Kalbim, beynim, ruhum özlüyordu. Elimden gelmese de deli gibi sevginin bataklığındaydım. Kafamı dağıtmak için araba yarışı hep en mantıklı çözümdü. Sabah evde uyuyordum, ya da havuza giriyordum. Bir şekilde kafamı dağıtıyordum. Akşam ise sadece araba yarışına gidiyordum. Her direksiyona dokunduğumda onun güzel gülüşü gözlerimde beliriyordu.

Öğleden sonra odamda oturmuş elime aldığım televizyondaki araba yarışını oynuyordum. Nurgül'ün getirdiği soğuk limonata bana iyi gelmişti. Arabaları gördüğümde rutin olarak aklıma Zeynep geliyordu. Çok özledim, çok seviyorum. Hayatımda görebildiğim en güzel rüyayı sonlandırmıştım. Elimde değildi, gurur her şeyden öte bir duyguydu.

Telefonumun titreşmesiyle gözlerimi telefona diktim.

'Bro! Bu gece kopuyoooruuz! Bizim mekan?' Gönderen: Aksel!!!
Kendi mekanlarından bahsediyordu Aksel, meşhur gece kulüpleri vardı 'Varol Club'. Çenemi hafif kaşıyarak telefona mesaj yazdım.

'İşim olmaz.' mesaji tek hareketle gönderdiğimde saniyesinde cevap geldi. Sevgilisi gibi bu da; telefon hastası.
'İtiraz yok, Sayer bey. GELİYORSUN.' Aksel'in son mesajiyla birşey yazmadım. Belki de kafamı dağıtmak maksatlı iyi olabilirdi yani, denerdim en azından.

Odamın kapısı çalınca tüm dikkatimi o tarafa verdim. Oda büyük ve geniş olduğu için sesli bir biçimde söylendim.
"Gir!" gür sesim ortalığı yankılatmıştı. Kapıya doğru baktığımda Can bana doğru geliyordu. Aslında yarışlarda felan görüşüyorduk fakat konuşamıyorduk.

"Senin bizi arayacağın yok beyefendi. Biz gelelim dedik." dedi bana hafif göz kırparak. Yamukça sırıtarak ona sarıldım, şu an ihtiyacım olan bir şeydi; dost. Can sırtıma yavaşca vurdu.
"Zeynep'ten sonra..." sözünü kestim sertçe.
"O konu hakkında konuşmasak, yani en azından konuşmak istemiyorum." dedim. Can beni anlayışla karşıladı.

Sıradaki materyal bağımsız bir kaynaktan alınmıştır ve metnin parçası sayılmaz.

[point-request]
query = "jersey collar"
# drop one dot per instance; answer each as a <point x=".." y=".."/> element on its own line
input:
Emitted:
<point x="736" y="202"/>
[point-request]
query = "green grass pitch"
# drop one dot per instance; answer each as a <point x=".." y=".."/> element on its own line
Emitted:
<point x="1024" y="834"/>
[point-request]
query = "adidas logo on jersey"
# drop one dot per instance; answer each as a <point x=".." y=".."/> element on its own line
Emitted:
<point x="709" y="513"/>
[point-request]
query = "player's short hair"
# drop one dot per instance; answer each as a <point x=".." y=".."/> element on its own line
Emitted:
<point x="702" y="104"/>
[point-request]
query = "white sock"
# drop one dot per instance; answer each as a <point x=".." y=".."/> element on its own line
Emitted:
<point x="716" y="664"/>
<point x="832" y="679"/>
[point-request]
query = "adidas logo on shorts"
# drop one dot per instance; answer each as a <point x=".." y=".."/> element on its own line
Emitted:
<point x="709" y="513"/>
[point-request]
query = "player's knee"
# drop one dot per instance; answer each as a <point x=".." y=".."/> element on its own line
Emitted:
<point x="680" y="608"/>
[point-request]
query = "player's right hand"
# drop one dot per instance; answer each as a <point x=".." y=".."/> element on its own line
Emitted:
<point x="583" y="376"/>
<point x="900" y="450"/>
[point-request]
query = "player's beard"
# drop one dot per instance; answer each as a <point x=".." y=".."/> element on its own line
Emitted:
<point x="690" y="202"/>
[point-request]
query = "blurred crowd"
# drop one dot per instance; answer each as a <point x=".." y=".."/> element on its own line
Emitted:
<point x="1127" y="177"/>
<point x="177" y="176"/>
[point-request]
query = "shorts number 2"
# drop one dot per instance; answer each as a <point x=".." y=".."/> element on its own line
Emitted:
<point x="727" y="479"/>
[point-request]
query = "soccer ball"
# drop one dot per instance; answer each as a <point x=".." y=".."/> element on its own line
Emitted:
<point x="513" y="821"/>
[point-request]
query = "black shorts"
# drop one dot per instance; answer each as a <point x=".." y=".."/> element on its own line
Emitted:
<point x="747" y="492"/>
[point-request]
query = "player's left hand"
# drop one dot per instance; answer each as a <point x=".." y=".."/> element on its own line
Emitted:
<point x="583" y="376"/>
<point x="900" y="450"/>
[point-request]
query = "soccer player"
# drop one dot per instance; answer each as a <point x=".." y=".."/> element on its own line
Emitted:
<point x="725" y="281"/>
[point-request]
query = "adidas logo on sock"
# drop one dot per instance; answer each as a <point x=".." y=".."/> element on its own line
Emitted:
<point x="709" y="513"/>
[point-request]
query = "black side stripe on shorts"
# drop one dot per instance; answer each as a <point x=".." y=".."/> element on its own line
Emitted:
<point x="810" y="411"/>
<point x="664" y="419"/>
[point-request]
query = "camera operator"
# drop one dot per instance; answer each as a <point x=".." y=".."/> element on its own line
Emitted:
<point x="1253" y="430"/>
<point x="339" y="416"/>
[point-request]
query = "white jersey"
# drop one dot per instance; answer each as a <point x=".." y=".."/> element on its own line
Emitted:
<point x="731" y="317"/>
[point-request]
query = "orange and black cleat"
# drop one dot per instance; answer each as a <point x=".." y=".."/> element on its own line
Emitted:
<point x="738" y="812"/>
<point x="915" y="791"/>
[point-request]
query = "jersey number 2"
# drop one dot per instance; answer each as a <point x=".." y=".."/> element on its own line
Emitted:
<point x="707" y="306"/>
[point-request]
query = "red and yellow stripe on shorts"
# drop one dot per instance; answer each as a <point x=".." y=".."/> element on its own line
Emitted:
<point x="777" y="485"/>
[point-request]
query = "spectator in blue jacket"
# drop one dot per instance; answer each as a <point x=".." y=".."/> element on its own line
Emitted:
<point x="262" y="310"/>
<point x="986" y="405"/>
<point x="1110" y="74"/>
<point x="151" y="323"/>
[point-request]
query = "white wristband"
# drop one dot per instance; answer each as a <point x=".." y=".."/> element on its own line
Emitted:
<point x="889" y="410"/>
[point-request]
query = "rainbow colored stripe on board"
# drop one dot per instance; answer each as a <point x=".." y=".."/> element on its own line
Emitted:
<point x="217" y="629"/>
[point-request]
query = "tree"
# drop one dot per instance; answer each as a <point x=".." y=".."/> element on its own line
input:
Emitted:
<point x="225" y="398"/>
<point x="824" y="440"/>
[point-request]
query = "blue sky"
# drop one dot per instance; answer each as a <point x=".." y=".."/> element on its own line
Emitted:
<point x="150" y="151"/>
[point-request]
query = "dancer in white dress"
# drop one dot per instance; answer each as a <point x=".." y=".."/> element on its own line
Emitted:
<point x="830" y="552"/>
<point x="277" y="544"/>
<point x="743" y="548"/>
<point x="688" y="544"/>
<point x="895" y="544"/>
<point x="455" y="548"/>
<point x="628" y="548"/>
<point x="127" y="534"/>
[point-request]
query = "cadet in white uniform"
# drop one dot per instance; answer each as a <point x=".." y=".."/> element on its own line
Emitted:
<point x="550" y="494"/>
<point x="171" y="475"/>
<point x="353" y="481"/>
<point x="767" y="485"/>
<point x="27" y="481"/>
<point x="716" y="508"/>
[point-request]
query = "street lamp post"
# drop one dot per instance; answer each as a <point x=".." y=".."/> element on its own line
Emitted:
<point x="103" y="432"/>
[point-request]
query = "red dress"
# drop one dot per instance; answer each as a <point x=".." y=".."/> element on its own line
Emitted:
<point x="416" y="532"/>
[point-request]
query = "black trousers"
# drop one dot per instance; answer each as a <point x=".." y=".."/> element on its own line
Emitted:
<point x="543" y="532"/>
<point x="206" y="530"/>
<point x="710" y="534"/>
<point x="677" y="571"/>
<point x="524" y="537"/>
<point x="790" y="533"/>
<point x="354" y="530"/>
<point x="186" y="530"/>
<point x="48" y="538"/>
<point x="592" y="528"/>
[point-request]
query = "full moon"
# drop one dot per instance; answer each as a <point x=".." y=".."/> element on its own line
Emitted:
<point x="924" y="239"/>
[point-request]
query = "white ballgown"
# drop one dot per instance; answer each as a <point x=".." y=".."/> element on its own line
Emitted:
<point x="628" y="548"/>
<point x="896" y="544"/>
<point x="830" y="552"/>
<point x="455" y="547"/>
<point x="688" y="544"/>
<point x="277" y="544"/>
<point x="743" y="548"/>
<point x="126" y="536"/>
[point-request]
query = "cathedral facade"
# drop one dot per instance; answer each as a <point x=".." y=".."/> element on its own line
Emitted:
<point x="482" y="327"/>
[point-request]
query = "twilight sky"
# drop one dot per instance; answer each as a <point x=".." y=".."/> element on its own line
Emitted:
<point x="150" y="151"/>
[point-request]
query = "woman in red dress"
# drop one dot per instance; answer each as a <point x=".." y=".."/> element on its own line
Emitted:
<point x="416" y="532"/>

"Sen nasıl istersen, abicim." dedi koltuğa oturarak. On dakika sonra Nurgül odaya bir Can klasiği olan 'cips' getirmişti. Can ile araba yarışı oynayarak cipsi afiyetle yedik. Kardeşim bana iyi gelmişti.
"Geliyorsun değil mi, bu akşam?" Can'ın sözü ile ona döndüm.
"Aksel çok ısrar etti."
"Aynen, kafan dağılır. Ortam fena." dedi eliyle yanıyor gibi saçma sapan işaretler yaparak.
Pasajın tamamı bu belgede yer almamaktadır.